NHS Improvement Contract Ready to be Announced as Countdown Continues

An important contract relating to NHS Improvement will be awarded this week as organisation in the health service continues to evolve.

The contract to design the structure of the NHS Improvement organisation is reported to be worth more than £1 million in total.

As part of the process of drawing up the structures related to this organisation, the successful consultancy will work alongside an integration director, producing a comprehensive operating model by February.

It is suggested that the work could also incorporate a leadership review and leadership development interventions of existing employees within the NHS Improvement organisation.

This wide ranging modus operandi will cover every aspect of the way that the new monitor will operate, with both structure and culture considered particularly important.

The new regulator has been created by the merger of Monitor and the NHS Trust Development Authority, and early plans suggest that it will come into force at some point in 2016.

Reports indicate that the principal focus for NHS Improvement will be to drive and support both urgent operational improvement at the front line and the long-term sustainability of the healthcare system.

As is increasingly the case across the NHS as a whole, it is suggested that collaborative working will be central to the plans of this organisation.

A successful bidder for the contract will ultimately work alongside an internal program management office.

It is suggested that this office will comprise around twenty people, with an integration director in place in order to oversee the operation.

The consultancy selected will have been judged on organisational design and a “high level transition plan and pipeline”.

This process will lead to a draft organisational structure being produced by the beginning of December, with a final version to follow by the end of 2015.

A comprehensive operating model is also considered particularly important to the bidding process, with metrics for assessing quality, finances and sustainability central to this notion.

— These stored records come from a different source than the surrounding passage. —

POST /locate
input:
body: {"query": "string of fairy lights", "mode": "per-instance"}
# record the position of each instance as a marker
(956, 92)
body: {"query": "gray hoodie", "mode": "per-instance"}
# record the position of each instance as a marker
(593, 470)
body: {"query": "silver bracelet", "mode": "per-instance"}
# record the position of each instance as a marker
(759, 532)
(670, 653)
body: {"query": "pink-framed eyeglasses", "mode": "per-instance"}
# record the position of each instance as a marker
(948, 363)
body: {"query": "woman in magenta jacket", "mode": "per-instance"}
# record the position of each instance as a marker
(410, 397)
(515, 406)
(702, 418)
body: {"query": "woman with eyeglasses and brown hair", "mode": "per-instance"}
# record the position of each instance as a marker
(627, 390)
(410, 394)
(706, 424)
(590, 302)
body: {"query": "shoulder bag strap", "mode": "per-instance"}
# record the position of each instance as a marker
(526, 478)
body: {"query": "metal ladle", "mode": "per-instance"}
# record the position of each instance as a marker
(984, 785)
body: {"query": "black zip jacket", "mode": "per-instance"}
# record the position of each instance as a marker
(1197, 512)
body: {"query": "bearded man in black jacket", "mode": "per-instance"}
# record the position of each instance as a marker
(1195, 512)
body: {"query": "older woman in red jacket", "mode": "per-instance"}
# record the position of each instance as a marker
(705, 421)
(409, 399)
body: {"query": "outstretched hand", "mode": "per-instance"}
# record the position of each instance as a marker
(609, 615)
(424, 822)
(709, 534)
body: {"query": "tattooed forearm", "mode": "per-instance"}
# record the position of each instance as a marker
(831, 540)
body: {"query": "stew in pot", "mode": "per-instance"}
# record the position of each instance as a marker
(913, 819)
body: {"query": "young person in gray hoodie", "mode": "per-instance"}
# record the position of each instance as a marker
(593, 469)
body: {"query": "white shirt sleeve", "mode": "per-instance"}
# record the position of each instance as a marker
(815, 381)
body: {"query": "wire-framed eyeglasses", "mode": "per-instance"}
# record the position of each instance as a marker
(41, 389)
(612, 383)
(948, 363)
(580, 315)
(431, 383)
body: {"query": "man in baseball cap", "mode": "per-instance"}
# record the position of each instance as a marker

The final strategy document is to be submitted by March of next year, and major organisations Deloitte, McKinsey and KPMG have reportedly been shortlisted.

Northumbria Healthcare Foundation Trust chief executive Jim Mackey was named as the first head of the new organisation earlier this month.

The creation of NHS Improvement comes at a time when regulation of the NHS is particularly important.

The existing regulator Monitor has had to take action against numerous trusts in recent months as financial difficulties across the NHS become increasingly apparent.

This was only too succinctly illustrated by recent financial results which suggests that the NHS as a whole will be £2 billion in deficit by the end of the existing fiscal year.